Transesophageal echocardiography images with color Doppler 2 days after device placement shows Watchman deep in the left atrial appendage, without significant peri-device leak. Fluid is no longer apparent in the transverse sinus.

Figure 3.

Computed tomography chest 1-month postprocedure showing adequate device positioning (blue arrow) with a small residual pericardial effusion (red arrow).

Discussion

While transcatheter closure of LAA is less invasive than surgical exclusion of the LAA from the systemic circulation, it remains a complex procedure and can be associated with serious complications. These complications are mainly attributed to techniques necessary in deploying the LAA closure device, including transseptal puncture and manipulation of stiff wires and guide catheters in the left atrium/LAA.[5] The Watchman device has been shown to have equivalent follow-up results in randomized controlled trials compared with traditional vitamin K antagonist therapy with a low overall complication rate,[2,6] as well as a potential for long-term mortality benefits secondary to a decreased risk of bleeding.[7]

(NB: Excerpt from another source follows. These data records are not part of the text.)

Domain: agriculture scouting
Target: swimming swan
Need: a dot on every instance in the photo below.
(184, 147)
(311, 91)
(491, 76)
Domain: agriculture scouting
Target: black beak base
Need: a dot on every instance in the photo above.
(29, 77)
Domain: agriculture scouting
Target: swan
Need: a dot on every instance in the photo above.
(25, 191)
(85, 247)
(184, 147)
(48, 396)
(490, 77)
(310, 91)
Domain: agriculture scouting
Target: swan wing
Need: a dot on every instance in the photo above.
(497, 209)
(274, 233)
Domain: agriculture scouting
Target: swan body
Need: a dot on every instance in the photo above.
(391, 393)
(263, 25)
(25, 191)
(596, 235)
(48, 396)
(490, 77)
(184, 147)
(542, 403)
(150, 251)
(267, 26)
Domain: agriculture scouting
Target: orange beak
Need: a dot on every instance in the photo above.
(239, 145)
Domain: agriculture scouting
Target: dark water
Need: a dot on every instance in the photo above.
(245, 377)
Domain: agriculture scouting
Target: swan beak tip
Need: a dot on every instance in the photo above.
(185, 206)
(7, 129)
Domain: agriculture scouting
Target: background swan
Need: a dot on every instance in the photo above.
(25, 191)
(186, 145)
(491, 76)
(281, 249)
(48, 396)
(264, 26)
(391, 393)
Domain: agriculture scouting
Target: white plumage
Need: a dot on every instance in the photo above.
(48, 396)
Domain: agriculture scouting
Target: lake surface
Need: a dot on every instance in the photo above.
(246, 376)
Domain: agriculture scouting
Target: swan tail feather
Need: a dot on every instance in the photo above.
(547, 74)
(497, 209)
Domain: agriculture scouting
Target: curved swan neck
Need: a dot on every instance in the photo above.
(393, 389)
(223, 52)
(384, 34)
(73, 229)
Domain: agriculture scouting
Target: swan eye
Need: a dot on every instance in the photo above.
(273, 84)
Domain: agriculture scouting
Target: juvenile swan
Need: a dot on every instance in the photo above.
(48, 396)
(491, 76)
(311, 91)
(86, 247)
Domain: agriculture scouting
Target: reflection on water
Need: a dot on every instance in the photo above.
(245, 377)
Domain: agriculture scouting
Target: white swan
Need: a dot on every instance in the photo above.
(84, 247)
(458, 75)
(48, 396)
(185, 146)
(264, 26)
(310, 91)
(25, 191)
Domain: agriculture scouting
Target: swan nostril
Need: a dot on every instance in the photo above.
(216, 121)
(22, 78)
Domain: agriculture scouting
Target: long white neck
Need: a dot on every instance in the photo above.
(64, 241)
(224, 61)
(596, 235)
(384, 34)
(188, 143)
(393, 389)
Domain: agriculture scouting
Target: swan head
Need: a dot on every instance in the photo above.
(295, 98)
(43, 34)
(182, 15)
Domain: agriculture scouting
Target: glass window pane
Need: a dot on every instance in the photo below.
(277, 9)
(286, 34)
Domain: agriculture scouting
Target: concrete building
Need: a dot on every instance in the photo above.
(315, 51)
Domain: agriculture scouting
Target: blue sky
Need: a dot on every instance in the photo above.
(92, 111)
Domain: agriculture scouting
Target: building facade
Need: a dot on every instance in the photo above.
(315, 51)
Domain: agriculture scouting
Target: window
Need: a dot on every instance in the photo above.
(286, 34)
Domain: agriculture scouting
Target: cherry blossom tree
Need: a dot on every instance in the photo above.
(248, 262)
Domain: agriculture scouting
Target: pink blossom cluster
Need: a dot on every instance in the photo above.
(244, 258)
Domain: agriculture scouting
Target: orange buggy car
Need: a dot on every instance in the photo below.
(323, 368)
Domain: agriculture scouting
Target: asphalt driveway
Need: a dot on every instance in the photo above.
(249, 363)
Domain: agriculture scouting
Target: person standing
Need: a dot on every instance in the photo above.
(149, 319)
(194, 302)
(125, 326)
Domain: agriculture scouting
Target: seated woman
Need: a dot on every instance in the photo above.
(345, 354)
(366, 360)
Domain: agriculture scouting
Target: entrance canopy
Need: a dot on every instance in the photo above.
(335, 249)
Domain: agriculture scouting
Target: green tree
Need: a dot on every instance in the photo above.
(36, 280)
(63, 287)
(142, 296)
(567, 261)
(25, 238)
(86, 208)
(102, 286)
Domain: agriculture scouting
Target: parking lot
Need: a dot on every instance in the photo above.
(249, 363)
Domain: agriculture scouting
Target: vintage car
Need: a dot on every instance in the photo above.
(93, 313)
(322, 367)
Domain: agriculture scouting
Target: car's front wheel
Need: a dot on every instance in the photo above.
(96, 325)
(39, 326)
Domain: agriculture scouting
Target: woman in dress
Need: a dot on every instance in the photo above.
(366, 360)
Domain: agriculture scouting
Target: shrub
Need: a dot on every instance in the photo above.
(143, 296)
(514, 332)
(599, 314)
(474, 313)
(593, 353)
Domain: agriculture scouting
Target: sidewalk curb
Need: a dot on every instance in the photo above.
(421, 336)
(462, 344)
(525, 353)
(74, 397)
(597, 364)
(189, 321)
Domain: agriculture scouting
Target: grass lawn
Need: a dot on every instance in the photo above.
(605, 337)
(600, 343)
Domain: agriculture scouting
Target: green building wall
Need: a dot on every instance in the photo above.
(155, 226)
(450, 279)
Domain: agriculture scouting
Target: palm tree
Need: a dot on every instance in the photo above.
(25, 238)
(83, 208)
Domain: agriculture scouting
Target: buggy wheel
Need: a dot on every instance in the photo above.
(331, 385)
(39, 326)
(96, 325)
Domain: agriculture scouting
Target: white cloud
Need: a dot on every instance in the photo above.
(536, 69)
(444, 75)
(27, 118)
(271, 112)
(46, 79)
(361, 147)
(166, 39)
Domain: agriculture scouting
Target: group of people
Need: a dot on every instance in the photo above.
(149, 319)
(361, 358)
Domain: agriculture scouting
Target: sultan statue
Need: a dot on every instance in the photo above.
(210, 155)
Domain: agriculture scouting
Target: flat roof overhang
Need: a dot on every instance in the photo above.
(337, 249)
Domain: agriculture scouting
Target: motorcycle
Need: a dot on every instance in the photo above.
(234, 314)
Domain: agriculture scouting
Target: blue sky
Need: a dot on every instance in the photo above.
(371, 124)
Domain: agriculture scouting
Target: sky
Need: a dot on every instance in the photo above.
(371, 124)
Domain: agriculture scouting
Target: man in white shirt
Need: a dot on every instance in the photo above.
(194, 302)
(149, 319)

One of the most serious complications of LAA occlusion is pericardial effusion resulting in tamponade.[6,8] Data from the PROTECT-AF trial showed rate of pericardial effusion within 7 days of Watchman implantation to be 4.5%, of which 3.3% of patients required pericardiocentesis or surgical intervention.[6] Other complications include stroke secondary to thrombus or air embolism, device migration or dislodgement, and vascular complications.[2] Complication rates related to the procedure appear to be decreasing despite an increased number of novel implanters since device commercialization.[3]

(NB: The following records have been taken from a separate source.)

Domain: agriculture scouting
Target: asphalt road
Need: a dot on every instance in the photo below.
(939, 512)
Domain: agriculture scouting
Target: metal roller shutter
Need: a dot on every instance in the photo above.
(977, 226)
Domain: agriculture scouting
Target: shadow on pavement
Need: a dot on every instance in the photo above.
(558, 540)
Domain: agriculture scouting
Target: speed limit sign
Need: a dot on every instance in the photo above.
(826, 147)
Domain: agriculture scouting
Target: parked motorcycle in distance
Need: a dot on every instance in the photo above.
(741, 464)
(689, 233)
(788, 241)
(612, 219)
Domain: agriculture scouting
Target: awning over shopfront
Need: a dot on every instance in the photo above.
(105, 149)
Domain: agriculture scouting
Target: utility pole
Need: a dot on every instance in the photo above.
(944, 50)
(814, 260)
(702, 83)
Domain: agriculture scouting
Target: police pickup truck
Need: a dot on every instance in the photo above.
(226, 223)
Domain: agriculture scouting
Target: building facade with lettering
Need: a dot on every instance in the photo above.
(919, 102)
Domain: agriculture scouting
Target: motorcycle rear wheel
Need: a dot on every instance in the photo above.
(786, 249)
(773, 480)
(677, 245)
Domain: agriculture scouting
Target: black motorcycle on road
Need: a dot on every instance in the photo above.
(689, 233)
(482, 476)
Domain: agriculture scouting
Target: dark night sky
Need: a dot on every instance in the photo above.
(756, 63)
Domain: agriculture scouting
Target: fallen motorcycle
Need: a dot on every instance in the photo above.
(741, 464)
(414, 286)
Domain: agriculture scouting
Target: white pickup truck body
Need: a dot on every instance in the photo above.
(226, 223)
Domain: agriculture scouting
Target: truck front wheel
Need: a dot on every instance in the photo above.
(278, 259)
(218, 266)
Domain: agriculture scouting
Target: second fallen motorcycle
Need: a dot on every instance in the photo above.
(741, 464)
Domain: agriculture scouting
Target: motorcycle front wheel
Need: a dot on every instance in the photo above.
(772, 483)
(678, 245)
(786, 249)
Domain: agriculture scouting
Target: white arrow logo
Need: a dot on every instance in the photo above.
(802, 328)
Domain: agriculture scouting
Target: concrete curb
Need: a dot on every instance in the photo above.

In the PROTECT-AF study, the recommended anticoagulation regimen post device deployment was 45 days of warfarin followed by DAPT until 6 months postprocedure. In this patient, we chose to keep the patient only on DAPT therapy. The EWOLUTION trial has recently been presented and demonstrates low risk of device-related thrombosis with only DAPT therapy.[4] This approach needs to be validated in prospective trials whether equivalent to vitamin K antagonists. The patient presented here has not shown any evidence of device-related thrombosis on computed tomography scan 1 month postprocedure and has no evidence of recurrent bleeding.

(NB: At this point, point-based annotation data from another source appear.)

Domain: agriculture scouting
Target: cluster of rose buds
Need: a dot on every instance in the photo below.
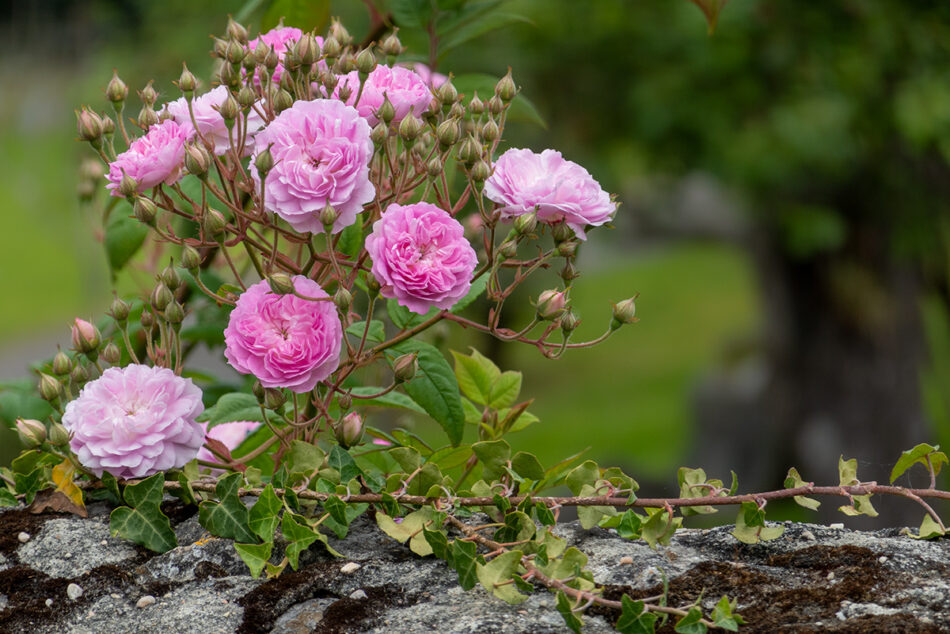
(316, 176)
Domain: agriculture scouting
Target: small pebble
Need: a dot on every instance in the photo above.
(145, 601)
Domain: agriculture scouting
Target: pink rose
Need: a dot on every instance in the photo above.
(284, 340)
(135, 421)
(554, 188)
(321, 151)
(151, 159)
(230, 434)
(210, 122)
(421, 257)
(406, 91)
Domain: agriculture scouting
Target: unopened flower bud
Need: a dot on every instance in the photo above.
(280, 283)
(147, 117)
(58, 435)
(190, 258)
(50, 388)
(213, 222)
(448, 132)
(111, 353)
(625, 312)
(490, 130)
(174, 313)
(161, 297)
(236, 31)
(197, 159)
(525, 224)
(328, 216)
(551, 303)
(264, 162)
(342, 298)
(481, 171)
(85, 336)
(505, 88)
(274, 398)
(331, 49)
(365, 61)
(32, 433)
(62, 364)
(349, 431)
(405, 367)
(186, 81)
(116, 90)
(410, 127)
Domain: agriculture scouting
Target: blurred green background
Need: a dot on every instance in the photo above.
(784, 213)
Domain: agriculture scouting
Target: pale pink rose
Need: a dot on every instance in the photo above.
(135, 421)
(406, 91)
(321, 151)
(210, 122)
(154, 158)
(230, 434)
(421, 257)
(554, 188)
(284, 340)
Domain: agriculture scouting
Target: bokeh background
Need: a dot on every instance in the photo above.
(784, 186)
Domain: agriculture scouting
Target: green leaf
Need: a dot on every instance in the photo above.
(228, 517)
(434, 387)
(255, 556)
(919, 454)
(691, 623)
(263, 516)
(505, 389)
(144, 523)
(570, 618)
(124, 237)
(475, 374)
(633, 617)
(465, 560)
(494, 575)
(306, 15)
(494, 455)
(527, 466)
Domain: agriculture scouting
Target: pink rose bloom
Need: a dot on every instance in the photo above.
(421, 257)
(556, 189)
(321, 151)
(406, 91)
(433, 79)
(135, 421)
(231, 434)
(151, 159)
(210, 122)
(284, 340)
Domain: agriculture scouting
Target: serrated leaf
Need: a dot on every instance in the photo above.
(263, 516)
(495, 574)
(144, 523)
(228, 517)
(434, 387)
(919, 454)
(255, 556)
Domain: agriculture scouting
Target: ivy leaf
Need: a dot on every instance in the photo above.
(262, 518)
(228, 517)
(144, 523)
(920, 454)
(255, 556)
(434, 387)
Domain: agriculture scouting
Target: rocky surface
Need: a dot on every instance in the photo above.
(71, 576)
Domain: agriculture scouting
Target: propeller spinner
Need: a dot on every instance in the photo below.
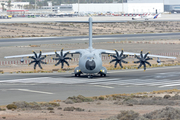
(37, 60)
(62, 58)
(119, 58)
(143, 60)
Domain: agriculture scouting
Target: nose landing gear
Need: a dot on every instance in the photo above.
(90, 76)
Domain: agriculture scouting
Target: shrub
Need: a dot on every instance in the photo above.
(101, 98)
(80, 99)
(168, 113)
(127, 115)
(11, 106)
(69, 101)
(166, 96)
(175, 97)
(79, 109)
(50, 108)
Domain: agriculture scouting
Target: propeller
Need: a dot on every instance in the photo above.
(119, 58)
(62, 58)
(143, 60)
(37, 60)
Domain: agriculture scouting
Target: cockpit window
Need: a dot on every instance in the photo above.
(90, 58)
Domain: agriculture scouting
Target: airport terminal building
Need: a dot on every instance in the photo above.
(131, 6)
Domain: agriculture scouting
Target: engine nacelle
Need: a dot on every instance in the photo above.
(77, 71)
(103, 71)
(22, 60)
(158, 60)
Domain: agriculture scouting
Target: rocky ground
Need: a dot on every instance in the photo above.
(13, 30)
(156, 105)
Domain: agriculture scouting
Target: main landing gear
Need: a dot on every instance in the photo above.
(76, 75)
(90, 76)
(103, 75)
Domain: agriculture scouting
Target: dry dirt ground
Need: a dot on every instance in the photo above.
(155, 47)
(12, 30)
(97, 110)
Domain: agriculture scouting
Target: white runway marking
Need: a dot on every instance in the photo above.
(26, 90)
(103, 86)
(158, 80)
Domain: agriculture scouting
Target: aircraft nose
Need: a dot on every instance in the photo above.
(90, 65)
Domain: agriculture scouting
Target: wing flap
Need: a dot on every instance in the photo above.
(47, 53)
(132, 54)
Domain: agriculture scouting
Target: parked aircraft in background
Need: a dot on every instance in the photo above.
(90, 61)
(147, 17)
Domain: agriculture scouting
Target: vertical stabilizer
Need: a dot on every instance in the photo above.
(90, 33)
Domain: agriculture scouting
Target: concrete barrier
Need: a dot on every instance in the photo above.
(104, 58)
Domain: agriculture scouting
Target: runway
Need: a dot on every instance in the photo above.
(52, 86)
(165, 17)
(81, 39)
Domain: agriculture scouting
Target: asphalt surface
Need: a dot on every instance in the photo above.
(165, 17)
(81, 39)
(53, 86)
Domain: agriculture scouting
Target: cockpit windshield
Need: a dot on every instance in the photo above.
(90, 58)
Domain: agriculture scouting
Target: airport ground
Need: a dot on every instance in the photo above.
(58, 86)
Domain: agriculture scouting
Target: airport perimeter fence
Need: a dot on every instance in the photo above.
(104, 58)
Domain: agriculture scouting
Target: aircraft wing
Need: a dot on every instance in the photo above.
(77, 51)
(130, 53)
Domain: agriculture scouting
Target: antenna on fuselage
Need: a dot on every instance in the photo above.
(90, 33)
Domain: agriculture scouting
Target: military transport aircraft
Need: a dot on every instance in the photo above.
(90, 61)
(147, 17)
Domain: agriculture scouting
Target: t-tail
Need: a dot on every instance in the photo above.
(90, 33)
(157, 15)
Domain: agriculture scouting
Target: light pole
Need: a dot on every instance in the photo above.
(35, 8)
(78, 7)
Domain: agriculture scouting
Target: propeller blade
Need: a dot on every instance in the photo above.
(55, 58)
(120, 65)
(58, 63)
(124, 61)
(116, 64)
(57, 55)
(67, 58)
(144, 66)
(66, 63)
(113, 60)
(117, 54)
(35, 65)
(43, 57)
(140, 65)
(121, 53)
(43, 62)
(148, 58)
(62, 64)
(31, 62)
(66, 54)
(32, 57)
(137, 61)
(146, 55)
(114, 56)
(35, 54)
(39, 65)
(137, 57)
(61, 52)
(141, 54)
(40, 53)
(148, 63)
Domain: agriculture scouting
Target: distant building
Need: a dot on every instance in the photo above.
(120, 7)
(57, 9)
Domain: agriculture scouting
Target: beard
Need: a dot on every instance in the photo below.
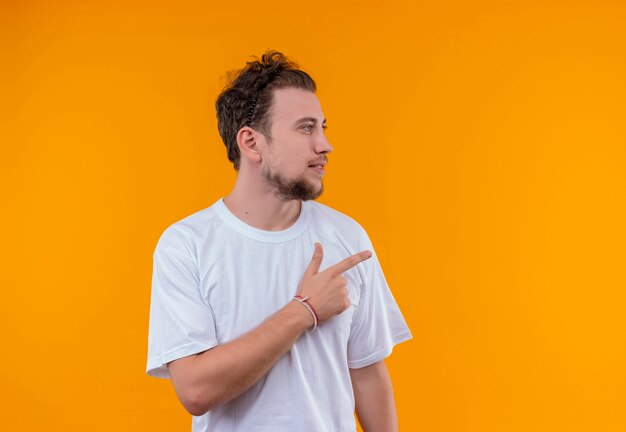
(292, 189)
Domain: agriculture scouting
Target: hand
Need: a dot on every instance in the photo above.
(327, 290)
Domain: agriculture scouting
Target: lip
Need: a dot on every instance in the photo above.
(319, 169)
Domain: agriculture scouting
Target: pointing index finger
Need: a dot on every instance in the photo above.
(348, 263)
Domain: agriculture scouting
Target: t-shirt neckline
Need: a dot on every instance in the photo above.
(243, 228)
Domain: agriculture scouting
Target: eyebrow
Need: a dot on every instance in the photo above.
(308, 119)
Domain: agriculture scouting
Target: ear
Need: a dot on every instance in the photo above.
(247, 140)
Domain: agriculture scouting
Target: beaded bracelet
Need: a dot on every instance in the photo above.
(304, 302)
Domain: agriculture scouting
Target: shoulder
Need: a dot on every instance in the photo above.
(342, 225)
(186, 234)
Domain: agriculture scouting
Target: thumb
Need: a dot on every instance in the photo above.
(316, 261)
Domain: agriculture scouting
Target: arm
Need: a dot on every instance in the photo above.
(213, 377)
(373, 393)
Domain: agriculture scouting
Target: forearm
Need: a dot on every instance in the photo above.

To our knowledge, this is the first case demonstrating the use of the Watchman device to stabilize a patient with a life-threatening perforation of the LAA. The device consists of a Nitinol basket with a semipermeable membrane made of polyethylene terephthalate (Dacron). Thus, the 160-µm pore filter should easily allow blood flow through the membrane. We speculate that the activated clotting cascade initiated by the injury was facilitated by the scaffold provided by the membrane that could enable platelet adhesion and aggregation and lead to immediate cessation of bleeding, similar to hemostatic devices used for surgical bleeding. In addition, the fixation mechanism of the device allowed for stable deployment in the proximal portion of the LAA ostium.

Conclusion

Device- and procedure-related complications can occur with LAA occlusion and may have life-threatening complications such as cardiac tamponade. We describe a case of Watchman device deployment in which the device complication was managed in part by the device itself.